Cole Ballard

No. 15 – Kansas Jayhawks
- Position: Quarterback
- Class: Redshirt Junior

Personal information
- Listed height: 6 ft 2 in (1.88 m)
- Listed weight: 220 lb (100 kg)

Career information
- High school: Westfield (Westfield, Indiana)
- College: Kansas (2023–present);
- Stats at ESPN

= Cole Ballard =

American football player

Cole Ballard is an American college football quarterback for the Kansas Jayhawks.

== Early life ==
Ballard attended Westfield High School in Westfield, Indiana. As a senior, he threw for 1,654 yards and 11 touchdowns while rushing for 655 yards and 13 touchdowns.
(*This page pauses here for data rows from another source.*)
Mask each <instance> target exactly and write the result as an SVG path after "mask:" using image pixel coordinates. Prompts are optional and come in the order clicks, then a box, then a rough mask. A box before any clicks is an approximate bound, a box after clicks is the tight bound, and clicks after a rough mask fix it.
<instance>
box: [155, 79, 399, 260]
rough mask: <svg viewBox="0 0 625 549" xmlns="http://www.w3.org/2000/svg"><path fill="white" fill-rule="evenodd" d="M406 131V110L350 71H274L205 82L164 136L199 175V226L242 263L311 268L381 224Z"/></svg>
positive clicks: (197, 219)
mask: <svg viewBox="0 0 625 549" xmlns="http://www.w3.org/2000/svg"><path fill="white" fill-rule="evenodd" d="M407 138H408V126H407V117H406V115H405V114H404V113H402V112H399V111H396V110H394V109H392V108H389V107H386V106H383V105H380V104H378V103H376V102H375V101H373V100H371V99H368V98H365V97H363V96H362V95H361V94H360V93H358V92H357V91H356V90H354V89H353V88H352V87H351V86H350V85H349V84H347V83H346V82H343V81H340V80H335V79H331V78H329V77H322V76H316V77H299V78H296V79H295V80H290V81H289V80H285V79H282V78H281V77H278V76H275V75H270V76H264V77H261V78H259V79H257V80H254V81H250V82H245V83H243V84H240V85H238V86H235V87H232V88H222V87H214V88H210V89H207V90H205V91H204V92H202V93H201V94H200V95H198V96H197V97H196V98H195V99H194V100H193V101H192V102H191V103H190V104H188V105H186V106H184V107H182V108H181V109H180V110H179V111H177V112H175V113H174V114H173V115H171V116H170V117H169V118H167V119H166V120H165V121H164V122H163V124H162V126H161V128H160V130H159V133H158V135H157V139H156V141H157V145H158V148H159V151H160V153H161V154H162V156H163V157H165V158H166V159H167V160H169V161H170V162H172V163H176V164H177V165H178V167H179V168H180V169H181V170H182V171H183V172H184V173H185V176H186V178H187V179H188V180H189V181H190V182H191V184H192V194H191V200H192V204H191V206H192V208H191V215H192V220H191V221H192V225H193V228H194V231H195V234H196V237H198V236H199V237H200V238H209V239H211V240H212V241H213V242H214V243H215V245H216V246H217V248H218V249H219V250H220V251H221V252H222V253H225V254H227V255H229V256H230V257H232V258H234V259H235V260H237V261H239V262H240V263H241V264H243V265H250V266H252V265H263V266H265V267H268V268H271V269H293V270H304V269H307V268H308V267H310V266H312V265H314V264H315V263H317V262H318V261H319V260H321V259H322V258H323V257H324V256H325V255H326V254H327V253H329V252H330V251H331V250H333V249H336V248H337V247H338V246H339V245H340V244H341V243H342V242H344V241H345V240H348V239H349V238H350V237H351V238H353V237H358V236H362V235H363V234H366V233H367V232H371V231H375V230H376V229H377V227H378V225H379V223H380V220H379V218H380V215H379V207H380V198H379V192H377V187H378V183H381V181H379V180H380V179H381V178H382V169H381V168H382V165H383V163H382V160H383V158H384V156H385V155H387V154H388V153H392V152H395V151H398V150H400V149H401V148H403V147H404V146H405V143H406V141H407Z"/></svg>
Following his graduation, Ballard committed to play college football at the University of Kansas as a walk-on.

== College career ==
Ballard entered the 2023 season as the third-string quarterback behind Jalon Daniels and Jason Bean. Following injuries to Daniels and Bean, Ballard received his first significant playing time against Texas Tech, completing 9 of 20 passes for 124 yards and an interception. He made his first career start against Kansas State the following week, throwing for 162 yards, one touchdown, and two interceptions in a 31–27 loss to the rival Wildcats. Ballard finished the 2023 season with 286 passing yards, one touchdown, and three interceptions. He played sparingly during his redshirt freshman season in 2024 as Jalon Daniels's backup. In 2025, Ballard completed 10 passes for 108 yards and a touchdown while rushing for 92 yards on 15 carries.

Entering the 2026 season, Ballard is competing with Isaiah Marshall for Kansas's starting quarterback position.

=== Statistics ===

Season: Team; Games; Passing; Rushing
GP: GS; Record; Cmp; Att; Pct; Yds; Avg; TD; Int; Rtg; Att; Yds; Avg; TD
2023: Kansas; 4; 1; 0–1; 20; 36; 55.6; 286; 7.9; 1; 3; 114.8; 20; 75; 3.8; 0
2024: Kansas; 3; 0; 0–0; 5; 6; 83.3; 51; 8.5; 1; 0; 209.7; 5; 42; 8.4; 0
2025: Kansas; 8; 0; 0–0; 10; 22; 45.5; 108; 4.9; 1; 1; 92.6; 15; 92; 6.1; 0
Career: 15; 1; 0−1; 35; 64; 54.7; 445; 7.0; 3; 4; 116.1; 40; 209; 5.2; 0

== Personal life ==
Ballard is the son of Chris Ballard, the general manager of the Indianapolis Colts.